Based on reports, the attackers sent an email to KHNP employees with an .HWP (Korean word processor) attachment labeled as “control program.” Opening the file triggers a chain of routines involving information theft and hard disk destruction via MBR wiper malware.
Using social media accounts, they began posting links to popular file hosting sites, which housed the stolen data. The attacks are suspected to originate from North Korea, given as the exchanges observed in the social accounts use local expressions. The disclosed data ranged from employee information to educational material to blue prints.
They also used these accounts to communicate with KHNP and to a broader extent, the public.
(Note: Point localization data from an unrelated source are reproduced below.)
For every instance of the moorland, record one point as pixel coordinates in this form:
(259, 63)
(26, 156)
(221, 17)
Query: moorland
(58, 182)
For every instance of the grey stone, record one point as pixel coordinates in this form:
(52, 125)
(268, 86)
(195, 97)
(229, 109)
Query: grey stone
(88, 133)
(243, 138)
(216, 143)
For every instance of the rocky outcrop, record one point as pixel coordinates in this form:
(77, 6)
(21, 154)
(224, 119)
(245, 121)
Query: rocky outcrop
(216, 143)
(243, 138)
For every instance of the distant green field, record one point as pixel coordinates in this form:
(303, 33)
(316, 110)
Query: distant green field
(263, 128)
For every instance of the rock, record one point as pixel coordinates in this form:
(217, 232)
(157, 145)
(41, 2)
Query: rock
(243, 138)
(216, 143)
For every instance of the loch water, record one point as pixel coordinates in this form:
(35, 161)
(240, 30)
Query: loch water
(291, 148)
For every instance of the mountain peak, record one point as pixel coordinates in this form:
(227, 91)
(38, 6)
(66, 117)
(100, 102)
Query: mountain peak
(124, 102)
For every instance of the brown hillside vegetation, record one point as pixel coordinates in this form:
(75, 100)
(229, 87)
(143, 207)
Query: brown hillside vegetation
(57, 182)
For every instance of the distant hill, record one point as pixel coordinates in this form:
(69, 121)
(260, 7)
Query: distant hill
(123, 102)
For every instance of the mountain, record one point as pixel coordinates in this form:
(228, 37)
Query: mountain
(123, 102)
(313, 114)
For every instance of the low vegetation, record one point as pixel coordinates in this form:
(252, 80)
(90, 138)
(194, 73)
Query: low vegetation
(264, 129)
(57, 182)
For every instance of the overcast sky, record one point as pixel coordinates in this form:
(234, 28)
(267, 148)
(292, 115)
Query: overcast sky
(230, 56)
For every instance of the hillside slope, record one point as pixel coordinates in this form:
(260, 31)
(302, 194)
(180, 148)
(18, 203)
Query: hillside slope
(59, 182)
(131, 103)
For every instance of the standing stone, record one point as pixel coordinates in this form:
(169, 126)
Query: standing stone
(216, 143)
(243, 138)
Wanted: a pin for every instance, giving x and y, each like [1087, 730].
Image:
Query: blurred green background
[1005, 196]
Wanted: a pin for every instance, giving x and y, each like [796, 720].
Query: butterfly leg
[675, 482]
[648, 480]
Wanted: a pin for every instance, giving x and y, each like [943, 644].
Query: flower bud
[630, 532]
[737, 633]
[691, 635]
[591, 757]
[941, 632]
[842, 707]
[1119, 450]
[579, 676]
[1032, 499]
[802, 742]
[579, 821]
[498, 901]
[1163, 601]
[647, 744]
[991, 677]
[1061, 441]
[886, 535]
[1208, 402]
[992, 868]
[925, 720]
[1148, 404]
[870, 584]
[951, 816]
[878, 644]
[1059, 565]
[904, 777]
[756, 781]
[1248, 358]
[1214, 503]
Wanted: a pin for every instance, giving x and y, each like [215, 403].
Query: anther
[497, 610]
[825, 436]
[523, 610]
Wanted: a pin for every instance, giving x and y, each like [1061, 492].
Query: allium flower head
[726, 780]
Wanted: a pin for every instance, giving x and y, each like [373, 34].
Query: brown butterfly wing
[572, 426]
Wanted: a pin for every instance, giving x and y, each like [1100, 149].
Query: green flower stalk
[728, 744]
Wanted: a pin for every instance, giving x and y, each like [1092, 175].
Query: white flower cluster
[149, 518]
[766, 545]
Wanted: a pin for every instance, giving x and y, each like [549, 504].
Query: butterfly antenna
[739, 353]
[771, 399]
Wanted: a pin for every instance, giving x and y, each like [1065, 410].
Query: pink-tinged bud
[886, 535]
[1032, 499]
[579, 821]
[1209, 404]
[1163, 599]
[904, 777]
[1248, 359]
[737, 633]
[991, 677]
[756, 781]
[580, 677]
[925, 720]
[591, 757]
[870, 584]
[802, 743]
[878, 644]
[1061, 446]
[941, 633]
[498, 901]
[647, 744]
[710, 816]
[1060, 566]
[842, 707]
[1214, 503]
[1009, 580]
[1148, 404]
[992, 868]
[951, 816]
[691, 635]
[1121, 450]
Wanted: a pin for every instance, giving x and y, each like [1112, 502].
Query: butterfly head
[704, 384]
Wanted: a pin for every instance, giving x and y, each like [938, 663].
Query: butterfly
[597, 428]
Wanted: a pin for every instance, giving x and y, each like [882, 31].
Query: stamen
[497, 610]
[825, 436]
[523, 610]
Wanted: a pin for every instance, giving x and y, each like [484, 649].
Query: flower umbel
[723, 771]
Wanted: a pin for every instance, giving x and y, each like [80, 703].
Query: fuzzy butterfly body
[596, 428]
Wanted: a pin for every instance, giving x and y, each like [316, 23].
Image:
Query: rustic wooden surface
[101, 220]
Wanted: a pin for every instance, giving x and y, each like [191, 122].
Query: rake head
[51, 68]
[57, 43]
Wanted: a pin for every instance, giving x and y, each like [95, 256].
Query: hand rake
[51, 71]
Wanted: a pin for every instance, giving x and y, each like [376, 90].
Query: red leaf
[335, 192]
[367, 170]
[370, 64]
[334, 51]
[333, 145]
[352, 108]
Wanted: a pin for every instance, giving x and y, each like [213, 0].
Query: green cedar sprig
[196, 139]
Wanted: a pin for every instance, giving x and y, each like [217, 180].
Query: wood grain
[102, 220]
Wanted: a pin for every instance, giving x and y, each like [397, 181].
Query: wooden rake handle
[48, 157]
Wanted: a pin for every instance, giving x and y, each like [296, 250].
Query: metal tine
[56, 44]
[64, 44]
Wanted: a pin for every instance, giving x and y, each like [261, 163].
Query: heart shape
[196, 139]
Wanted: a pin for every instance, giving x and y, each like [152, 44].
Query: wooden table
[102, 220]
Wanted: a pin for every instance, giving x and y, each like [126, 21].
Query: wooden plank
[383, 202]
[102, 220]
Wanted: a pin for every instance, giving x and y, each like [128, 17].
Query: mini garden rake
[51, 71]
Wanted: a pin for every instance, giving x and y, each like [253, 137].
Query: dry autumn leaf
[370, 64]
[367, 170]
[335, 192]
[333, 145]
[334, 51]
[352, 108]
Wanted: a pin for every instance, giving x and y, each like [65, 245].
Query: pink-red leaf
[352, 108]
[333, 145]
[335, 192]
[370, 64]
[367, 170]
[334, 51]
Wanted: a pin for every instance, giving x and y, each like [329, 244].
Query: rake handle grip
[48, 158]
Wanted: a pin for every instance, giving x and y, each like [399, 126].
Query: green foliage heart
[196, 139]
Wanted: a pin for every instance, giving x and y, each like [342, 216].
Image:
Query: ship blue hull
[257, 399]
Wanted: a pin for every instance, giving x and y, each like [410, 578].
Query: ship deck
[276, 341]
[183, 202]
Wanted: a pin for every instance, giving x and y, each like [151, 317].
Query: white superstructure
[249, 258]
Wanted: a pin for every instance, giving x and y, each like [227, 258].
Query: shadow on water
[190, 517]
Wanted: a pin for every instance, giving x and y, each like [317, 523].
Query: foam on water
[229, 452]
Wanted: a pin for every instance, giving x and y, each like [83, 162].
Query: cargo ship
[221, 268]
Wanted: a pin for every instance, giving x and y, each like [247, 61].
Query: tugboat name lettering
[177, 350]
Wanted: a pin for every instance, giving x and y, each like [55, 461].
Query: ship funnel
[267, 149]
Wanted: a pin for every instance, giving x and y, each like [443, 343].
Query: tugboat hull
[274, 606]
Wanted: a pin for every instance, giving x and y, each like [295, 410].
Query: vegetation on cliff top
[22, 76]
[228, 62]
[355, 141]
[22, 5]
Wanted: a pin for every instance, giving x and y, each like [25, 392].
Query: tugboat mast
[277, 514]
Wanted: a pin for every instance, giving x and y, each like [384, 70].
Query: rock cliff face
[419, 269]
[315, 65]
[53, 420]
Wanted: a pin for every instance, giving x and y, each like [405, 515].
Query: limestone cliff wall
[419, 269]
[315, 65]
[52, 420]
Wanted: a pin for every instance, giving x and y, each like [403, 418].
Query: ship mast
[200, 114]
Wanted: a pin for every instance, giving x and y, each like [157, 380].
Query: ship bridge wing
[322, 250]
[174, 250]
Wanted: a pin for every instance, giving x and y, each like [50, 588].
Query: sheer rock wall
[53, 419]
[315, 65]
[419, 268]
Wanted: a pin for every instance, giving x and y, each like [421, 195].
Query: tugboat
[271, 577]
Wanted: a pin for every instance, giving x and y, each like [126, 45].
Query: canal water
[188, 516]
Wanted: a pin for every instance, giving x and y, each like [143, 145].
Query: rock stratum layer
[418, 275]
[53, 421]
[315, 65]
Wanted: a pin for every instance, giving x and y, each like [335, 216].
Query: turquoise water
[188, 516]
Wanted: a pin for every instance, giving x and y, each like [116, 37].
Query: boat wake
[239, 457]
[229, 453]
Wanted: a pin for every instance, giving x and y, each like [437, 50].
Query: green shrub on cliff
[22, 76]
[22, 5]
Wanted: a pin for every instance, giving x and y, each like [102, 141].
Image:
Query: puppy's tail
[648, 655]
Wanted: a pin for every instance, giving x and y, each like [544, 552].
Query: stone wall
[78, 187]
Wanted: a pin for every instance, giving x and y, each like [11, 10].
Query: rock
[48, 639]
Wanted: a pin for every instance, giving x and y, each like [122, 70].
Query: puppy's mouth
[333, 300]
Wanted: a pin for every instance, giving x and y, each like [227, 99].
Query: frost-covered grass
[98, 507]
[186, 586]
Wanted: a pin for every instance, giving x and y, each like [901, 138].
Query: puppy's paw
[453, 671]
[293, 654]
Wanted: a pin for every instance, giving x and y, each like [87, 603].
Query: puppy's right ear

For example, there were posts involving demands for a ransom. They also announced that they will continue to disclose data until the company shuts down several plants by Christmas Day. The group has also defaced the KHNP website.
This MBR wiper attack comes at the heels of the Sony hack, where MBR wiper malware also played a prominent role. MBR wiper attacks may not be as prominent in the threat landscape as other malware, but this doesn’t diminish its destructiveness. The malware destroyed personal computers in the KHNP.
[Read: Technical details on the MBR Wiper attacks that struck the Korean power plant]
The attackers also threatened to destroy the nuclear plant’s system should the plant’s management refuse to shut it down. It is possible for the attackers to physically damage or destroy the plant by causing system malfunction.
Both the Sony attack and the 2013 South Korean cyber attacks have shown just how crippling MBR wiper malware can be when used in attacks, especially those involving high profile targets.
We are currently looking further into this attack and we will update this entry if needed.